She might have argued more, but Perseus' hand, instead of stopping at the knee, kept wandering north. And, with all the gods in the wedding party following the limo, odds were somebody could bring her back to life even if she did get killed.
Ambrosia-Dom Perignon ambrosia, no less-waited on ice in the honeymoon suite. The bed was as big as Boeotia, as soft as the sea-foam that spawned Aphrodite. Out in the hallway, the gods and demigods and mortals with pull who'd been at the wedding made a deityawful racket, waiting for the moment of truth.
They didn't have to wait very long. Perseus was standing at attention even when he lay down on that inviting bed. Wearing nothing but a smile, Andromeda got down beside him. At the appropriate time, she let out a squeal, pretending to be a maiden. Everybody in the hallway let out a cheer, pretending to believe her.

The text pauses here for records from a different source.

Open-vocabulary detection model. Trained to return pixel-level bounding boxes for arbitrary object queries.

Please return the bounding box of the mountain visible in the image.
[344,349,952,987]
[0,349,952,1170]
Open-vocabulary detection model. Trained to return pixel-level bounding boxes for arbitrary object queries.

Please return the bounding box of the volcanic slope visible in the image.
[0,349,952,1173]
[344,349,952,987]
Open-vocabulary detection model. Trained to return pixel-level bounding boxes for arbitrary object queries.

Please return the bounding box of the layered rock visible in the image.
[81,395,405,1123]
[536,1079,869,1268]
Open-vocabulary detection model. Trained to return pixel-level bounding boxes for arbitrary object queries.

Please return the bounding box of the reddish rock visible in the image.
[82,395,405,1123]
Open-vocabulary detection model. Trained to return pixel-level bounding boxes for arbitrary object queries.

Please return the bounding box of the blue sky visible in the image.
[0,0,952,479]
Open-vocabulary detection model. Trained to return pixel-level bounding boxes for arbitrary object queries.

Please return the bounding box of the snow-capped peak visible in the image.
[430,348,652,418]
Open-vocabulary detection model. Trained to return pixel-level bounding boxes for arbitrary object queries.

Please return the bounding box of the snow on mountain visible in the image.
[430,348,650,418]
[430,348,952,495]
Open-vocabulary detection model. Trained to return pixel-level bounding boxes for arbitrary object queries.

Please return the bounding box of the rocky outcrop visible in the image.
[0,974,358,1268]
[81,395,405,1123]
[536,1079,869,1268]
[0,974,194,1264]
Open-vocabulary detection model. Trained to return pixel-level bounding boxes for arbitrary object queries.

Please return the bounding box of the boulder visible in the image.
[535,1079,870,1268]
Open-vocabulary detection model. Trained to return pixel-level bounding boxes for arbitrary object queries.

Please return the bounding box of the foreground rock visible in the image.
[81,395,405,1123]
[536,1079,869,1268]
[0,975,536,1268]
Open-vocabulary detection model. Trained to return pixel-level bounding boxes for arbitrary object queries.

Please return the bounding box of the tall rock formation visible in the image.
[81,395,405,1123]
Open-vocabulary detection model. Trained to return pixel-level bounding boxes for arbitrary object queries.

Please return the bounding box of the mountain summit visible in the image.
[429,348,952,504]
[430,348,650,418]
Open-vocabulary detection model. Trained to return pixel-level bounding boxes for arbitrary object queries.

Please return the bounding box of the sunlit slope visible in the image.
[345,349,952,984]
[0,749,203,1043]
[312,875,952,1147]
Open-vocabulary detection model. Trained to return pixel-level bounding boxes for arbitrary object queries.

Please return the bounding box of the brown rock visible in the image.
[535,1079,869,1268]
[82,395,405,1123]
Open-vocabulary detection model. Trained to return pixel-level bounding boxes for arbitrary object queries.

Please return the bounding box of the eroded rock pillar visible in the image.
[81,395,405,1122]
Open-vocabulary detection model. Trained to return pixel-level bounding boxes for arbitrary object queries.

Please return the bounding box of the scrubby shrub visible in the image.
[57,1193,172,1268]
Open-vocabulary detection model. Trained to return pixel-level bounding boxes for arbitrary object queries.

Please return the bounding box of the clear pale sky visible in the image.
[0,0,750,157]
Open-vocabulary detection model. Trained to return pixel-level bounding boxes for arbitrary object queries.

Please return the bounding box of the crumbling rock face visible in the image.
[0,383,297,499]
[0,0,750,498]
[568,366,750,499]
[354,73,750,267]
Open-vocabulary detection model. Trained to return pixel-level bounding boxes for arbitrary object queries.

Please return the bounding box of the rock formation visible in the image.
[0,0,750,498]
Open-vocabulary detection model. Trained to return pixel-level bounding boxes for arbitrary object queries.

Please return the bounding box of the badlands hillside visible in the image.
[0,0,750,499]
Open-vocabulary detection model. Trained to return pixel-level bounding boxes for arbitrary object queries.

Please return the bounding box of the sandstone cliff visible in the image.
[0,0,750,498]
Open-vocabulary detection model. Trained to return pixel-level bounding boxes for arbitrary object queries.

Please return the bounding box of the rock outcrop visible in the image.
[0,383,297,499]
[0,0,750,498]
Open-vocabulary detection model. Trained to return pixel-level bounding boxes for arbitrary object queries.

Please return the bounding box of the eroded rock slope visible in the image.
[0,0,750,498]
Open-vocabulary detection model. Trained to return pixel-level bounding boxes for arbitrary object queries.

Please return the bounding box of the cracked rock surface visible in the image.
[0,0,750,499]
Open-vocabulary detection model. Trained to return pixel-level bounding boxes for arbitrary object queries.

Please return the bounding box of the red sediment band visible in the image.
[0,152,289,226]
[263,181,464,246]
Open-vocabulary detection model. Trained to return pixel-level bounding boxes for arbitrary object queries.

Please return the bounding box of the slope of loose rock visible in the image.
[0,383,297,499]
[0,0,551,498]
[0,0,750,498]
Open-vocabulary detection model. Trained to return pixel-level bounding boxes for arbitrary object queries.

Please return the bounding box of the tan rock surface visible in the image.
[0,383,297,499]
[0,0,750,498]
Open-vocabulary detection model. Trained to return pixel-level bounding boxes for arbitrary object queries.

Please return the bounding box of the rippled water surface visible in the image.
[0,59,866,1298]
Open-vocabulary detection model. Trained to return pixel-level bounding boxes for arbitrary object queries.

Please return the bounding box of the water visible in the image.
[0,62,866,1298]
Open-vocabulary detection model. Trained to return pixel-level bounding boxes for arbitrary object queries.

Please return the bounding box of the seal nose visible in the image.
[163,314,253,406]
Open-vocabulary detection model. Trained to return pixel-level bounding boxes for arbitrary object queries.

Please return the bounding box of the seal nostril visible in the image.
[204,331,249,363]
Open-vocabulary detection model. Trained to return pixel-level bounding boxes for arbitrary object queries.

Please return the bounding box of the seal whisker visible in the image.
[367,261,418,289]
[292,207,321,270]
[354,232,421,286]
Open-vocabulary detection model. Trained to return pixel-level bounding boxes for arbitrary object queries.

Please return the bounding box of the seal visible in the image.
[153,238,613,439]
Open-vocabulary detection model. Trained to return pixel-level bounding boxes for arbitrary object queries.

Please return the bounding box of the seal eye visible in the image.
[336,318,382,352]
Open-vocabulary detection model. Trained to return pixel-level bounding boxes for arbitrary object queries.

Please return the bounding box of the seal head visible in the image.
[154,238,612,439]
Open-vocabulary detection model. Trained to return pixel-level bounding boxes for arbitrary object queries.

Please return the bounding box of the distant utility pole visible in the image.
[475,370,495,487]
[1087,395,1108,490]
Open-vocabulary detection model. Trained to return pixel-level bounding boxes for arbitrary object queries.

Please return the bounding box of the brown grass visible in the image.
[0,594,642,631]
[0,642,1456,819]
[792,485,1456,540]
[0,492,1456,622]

After the honeymoon, things went pretty well. Perseus landed an editorial job at Argosy. Andromeda spent a while on the talk-show circuit: Loves Fated to Happen were hot that millennium. They bought themselves a little house. It was Greek Colonial architecture, right out of Grant Xylum, and they furnished it to match.
When Andromeda sat down on the four-poster bed one night, she heard a peculiar sound, not one it usually made. "What's that?" she asked Perseus.
"What's what?" he said, elaborately casual.
"That noise. Like-metal?"
"Oh. That." Elaborately casual, all right-too elaborately casual. Perseus' face wore an odd smile, half sheepish, half… something else. "It's probably these." He lifted up his pillow.
"Chains!" Andromeda exclaimed. "Haven't you had enough of chains?"